1. Are you going up to talk to the people who will likely be writing letters for you? The ones you suggest and ones you know someone else will suggest to the tenure/promotions committee?

This is also true of people on study sections, the people who will be reviewing your paper. In general, it applies to people who will be in a position to render judgment. Yeah, yeah, we are all totally fair and review everything objectively. But unconscious bias also works towards our friends. The people we know. Having a face on a name is generally a good thing.

2. Have you thought about organizing a symposium for this meeting?

I particularly recommend this for mid-career folks. One of the things that promotion to Full Prof  usually entails is demonstration of "national or international reputation" or "national leadership". Organizing a symposium at a national meeting is one way to do this. Furthermore, you get to invite some folks who might, in the future, write letters for you. Let alone there are scientific benefits from talking with people you think are really good and really smart. Who knows where your science will go.

3. Have you talked to your (other junior faculty) friends about getting invited out to give a talk?

This is also good along the lines of putting a face to your name. Other benefits? Meeting big dogs. If there is someone in the department you're going to that you would like to meet, email them in advance and say "hey, I'm coming to town, and I'd really like to meet you". I often don't feel like I have time to talk to speakers, but if someone takes the trouble to email me, of course, I am going to meet with them. Also, these talks, in judicious numbers (not too many) are good at tenure or promotion time.

One response so far

  • EPJ says:

    Thank you for the description of the system and your good advice.

    Yeah, the issue of letters of reference is always played, and when you think about it, it is one way to get a better perspective of the scientist, or worker, from diverse colleagues. But the problem would be when that is all that counts, be it by politics or because the work is irrelevant or even perturbing to who knows what interests. And the outcome of that would certainly be that it actually deteriorates what science is for. No?
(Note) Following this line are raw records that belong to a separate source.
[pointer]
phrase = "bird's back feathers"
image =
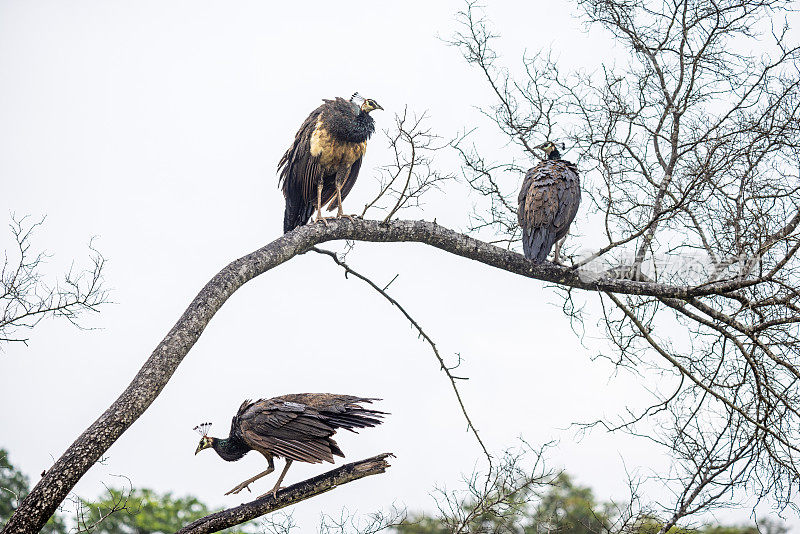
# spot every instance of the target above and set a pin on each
(548, 203)
(331, 140)
(300, 426)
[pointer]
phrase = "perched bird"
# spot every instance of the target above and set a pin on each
(548, 202)
(296, 427)
(322, 164)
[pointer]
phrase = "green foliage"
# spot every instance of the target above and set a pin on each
(565, 508)
(142, 511)
(14, 486)
(571, 509)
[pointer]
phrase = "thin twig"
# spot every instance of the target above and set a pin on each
(423, 334)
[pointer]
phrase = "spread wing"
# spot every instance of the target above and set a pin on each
(291, 430)
(548, 203)
(299, 174)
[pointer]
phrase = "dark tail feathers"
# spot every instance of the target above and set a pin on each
(296, 214)
(537, 244)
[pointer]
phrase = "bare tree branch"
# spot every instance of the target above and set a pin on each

    I think meeting 'big dogs' is actually a good thing, because it gives the more junior scientist or any other person that meets them a good perspective of these personalities, particularly when more than one type are met.

    The capacity to organize symposiums should also matter, because it is like an update of the fields of interest and the current leadership there. But it also would reflect the organizer's interest if no other conditions have to be met, like funding, outside interests, etc.

    The paper reviewing process may have the problem of competition, by science criteria and by publication spots, and the fact that is like scientific currency for promotions or just holding on to a position, and because of that you I think you actually find true derailing of important facts than then later on have detrimental effects. It may even reflect international fighting or priorities.

    Invitations to talks and other science activities curiously can be blocked, and that it is hard to even believe. So that there are ample loopholes to complicate what the science umbrella field is rather than a single stick to press.

    I hope you tell us more about the subconscious bias, is it developmentally set?